By: Darin Gordon
Editor’s Note: Darin Gordon, director of TennCare, was the featured speaker at a Leadership Health Care Executive Roundtable on May 19, 2011. In his role, he oversees the administration of the state’s Medicaid program that provides coverage for 1.2 million Tennesseans, The program is widely recognized as one of the most innovative and respected Medicaid programs in the U.S. View the full presentation.
The new health care reform law, called the Patient Protection and Affordable Care Actor PPACA, is a significant topic warranting the attention of every governor, state insurance commissioner, and Medicaid director in the country. The new law is broad, touching many areas of the health care system and encompassing a wide variety of changes.
The changes include a series of mandates for states and insurance companies, interspersed with optional grants and demonstration projects in which states may choose to participate as appropriate.
The biggest change for Medicaid is the massive increase in enrollment that is expected in just over 30 months. Effective January 1, 2014, Medicaid will be expanded to include virtually every person in the country who is under 65 and not on Medicare and whose income does not exceed 138% of poverty (a little over $25,000 per year for a family of three). Many of the old categorical distinctions that have been so much a part of Medicaid will be gone.
Based on TennCare estimates calculated this past year, we expect an increase of approximately a quarter of a million new enrollees in 2014 as a result of PPACA. While much of the funding for the new eligibles will come from the federal government for the first few years, state financial obligations for this expansion will grow. In preparing for this new population, the state must do several things. For example, the state must research and evaluate the anticipated demographic and clinical make-up of this new population; it must analyze and model various benefit design options; and it must run scenarios to determine the sufficiency of provider network capacity to accommodate the influx of new people.
Another big change required by PPACA is the implementation of state-based Health Insurance Exchanges by January 1, 2014. Every state must decide whether to run its own Exchange or allow the federal government to do it. The Exchange, as envisioned in PPACA, is something no one has seen before. While Massachusetts and Utah both currently operate an exchange, neither of them is believed to meet the requirements under PPACA.
The PPACA Exchange must be able to perform rapid eligibility determinations, sorting out who is eligible for which public program and providing those wishing to purchase insurance with the tools they need to make informed choices about which plans are most appropriate for their needs. The Exchange must administer the subsidies that will be available to persons with incomes less than 400% of poverty for use in purchasing insurance products. The Exchange must also conduct outreach to help people become aware of what it has to offer.

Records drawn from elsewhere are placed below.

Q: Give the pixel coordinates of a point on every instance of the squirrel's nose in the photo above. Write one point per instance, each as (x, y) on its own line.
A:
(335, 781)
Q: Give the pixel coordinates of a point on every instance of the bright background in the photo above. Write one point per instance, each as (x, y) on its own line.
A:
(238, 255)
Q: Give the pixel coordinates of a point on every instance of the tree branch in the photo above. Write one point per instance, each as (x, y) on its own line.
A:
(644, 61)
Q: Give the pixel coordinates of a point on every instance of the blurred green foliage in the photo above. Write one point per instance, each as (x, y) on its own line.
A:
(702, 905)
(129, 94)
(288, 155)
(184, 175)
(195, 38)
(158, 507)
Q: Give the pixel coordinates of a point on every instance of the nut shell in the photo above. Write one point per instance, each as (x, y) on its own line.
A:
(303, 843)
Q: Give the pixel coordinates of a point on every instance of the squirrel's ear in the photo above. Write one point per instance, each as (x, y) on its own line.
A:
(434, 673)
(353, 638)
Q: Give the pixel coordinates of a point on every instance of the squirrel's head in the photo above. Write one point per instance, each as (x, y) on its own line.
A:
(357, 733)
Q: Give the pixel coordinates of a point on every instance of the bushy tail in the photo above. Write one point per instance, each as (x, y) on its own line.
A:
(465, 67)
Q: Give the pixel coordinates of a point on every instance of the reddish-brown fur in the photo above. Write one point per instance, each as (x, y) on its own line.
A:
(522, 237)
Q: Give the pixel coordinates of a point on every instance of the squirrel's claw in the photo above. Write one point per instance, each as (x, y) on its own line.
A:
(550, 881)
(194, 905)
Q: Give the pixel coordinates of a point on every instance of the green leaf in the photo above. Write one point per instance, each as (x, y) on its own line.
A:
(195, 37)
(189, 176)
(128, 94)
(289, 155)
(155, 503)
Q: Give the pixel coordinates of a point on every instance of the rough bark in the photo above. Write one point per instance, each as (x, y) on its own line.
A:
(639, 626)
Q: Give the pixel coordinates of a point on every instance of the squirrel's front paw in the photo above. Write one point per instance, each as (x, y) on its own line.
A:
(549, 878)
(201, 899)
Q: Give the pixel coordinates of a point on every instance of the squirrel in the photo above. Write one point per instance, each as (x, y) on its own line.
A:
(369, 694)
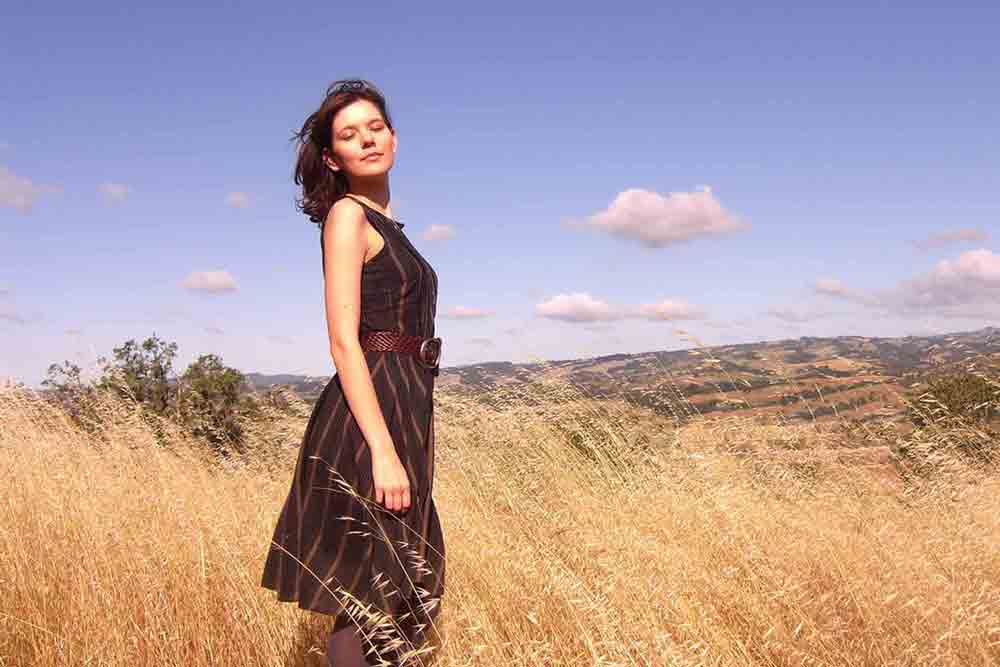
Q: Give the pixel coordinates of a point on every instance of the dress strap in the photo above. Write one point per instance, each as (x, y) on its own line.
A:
(370, 207)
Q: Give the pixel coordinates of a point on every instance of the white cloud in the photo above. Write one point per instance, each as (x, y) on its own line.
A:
(967, 286)
(944, 238)
(238, 199)
(657, 221)
(461, 312)
(668, 309)
(439, 233)
(209, 281)
(581, 307)
(114, 191)
(577, 307)
(19, 192)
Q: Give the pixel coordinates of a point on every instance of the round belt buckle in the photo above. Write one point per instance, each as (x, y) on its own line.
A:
(433, 345)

And even though the Exchanges are not required to begin operating until 2014, if they are state-based, operational readiness must be demonstrable by January 1, 2013, so that the secretary of the Department of Health and Human Services can certify them as being ready to open on time. If they are not ready, the federal government will take over.
The challenges associated with health care reform are enormous. There is much to be done to meet the requirements set forth in the law and very little time to achieve compliance. While this is going on, states must be cognizant of the various Congressional and legal activities that are taking place on the national level to make sure Medicaid administrators are able to quickly adapt to whatever changes may occur. A confounding factor is that states are having to adapt to the significant loss in state revenues generated by the Great Recession, some of which are forcing changes to the very programs PPACA seeks to expand. It is within these competing and ever shifting realities that state administrators must lead.

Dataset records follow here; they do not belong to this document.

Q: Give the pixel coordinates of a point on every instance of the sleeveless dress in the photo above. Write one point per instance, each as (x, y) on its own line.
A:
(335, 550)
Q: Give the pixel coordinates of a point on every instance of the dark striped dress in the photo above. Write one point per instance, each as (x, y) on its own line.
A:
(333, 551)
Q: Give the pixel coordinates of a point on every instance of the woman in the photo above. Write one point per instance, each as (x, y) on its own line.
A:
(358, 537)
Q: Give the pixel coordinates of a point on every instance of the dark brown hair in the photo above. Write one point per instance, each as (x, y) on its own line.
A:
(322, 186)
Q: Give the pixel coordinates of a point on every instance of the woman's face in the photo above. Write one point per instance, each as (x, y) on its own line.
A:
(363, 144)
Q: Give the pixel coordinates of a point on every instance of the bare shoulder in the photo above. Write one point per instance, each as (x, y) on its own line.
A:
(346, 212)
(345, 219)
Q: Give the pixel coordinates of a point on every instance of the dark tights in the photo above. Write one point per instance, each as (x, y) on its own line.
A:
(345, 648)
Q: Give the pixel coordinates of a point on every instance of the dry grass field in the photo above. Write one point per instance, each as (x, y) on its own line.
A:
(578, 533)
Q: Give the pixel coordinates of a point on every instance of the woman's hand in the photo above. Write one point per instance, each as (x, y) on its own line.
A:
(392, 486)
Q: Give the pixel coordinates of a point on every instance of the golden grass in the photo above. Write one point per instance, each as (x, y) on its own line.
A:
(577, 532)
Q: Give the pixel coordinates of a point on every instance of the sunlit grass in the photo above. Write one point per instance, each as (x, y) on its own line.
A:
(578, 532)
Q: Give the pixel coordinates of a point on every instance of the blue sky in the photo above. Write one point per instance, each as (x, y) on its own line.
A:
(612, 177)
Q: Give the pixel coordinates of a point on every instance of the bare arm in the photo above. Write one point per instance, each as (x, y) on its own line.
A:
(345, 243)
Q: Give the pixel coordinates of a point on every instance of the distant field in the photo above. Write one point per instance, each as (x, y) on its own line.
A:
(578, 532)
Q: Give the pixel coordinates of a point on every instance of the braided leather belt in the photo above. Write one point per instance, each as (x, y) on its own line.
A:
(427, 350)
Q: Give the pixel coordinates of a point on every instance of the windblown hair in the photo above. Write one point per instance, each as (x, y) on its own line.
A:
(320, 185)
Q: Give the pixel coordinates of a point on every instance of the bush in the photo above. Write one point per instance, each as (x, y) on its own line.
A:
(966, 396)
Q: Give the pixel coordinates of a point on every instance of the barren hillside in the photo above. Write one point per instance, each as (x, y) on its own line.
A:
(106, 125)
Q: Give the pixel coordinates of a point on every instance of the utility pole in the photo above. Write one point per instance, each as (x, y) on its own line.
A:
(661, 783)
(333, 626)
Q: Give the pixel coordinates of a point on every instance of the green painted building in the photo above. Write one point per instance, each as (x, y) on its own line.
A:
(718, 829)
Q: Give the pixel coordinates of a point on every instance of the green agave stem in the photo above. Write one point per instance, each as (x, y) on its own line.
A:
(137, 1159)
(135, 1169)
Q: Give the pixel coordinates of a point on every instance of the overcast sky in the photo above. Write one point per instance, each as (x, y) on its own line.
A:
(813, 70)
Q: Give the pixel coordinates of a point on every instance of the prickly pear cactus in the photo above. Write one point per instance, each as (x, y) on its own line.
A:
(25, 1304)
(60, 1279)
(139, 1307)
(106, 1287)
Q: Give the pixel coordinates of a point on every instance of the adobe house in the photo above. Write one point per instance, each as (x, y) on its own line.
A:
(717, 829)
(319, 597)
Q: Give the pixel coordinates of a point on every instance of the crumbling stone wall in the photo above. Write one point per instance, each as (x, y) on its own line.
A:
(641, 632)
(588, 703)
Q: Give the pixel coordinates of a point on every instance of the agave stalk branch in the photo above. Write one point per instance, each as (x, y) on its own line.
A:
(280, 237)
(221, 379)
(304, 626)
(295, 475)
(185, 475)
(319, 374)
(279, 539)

Darin Gordon directs the TennCare program in Tennessee, as well as the Cover Tennessee products, the Office of eHealth Initiatives and the Division of State Health Planning. He has overall responsibility for planning for the Health Insurance Exchange for Tennessee. A 15-year veteran of state government, Gordon also serves in several national roles. He is vice president of the National Association of Medicaid Directors (NAMD) and national chair for the Quality Technical Advisory Group for Medicaid. He has previously served as a senior advisor to the co-chair for the National Governors Association Health Reform Task Force.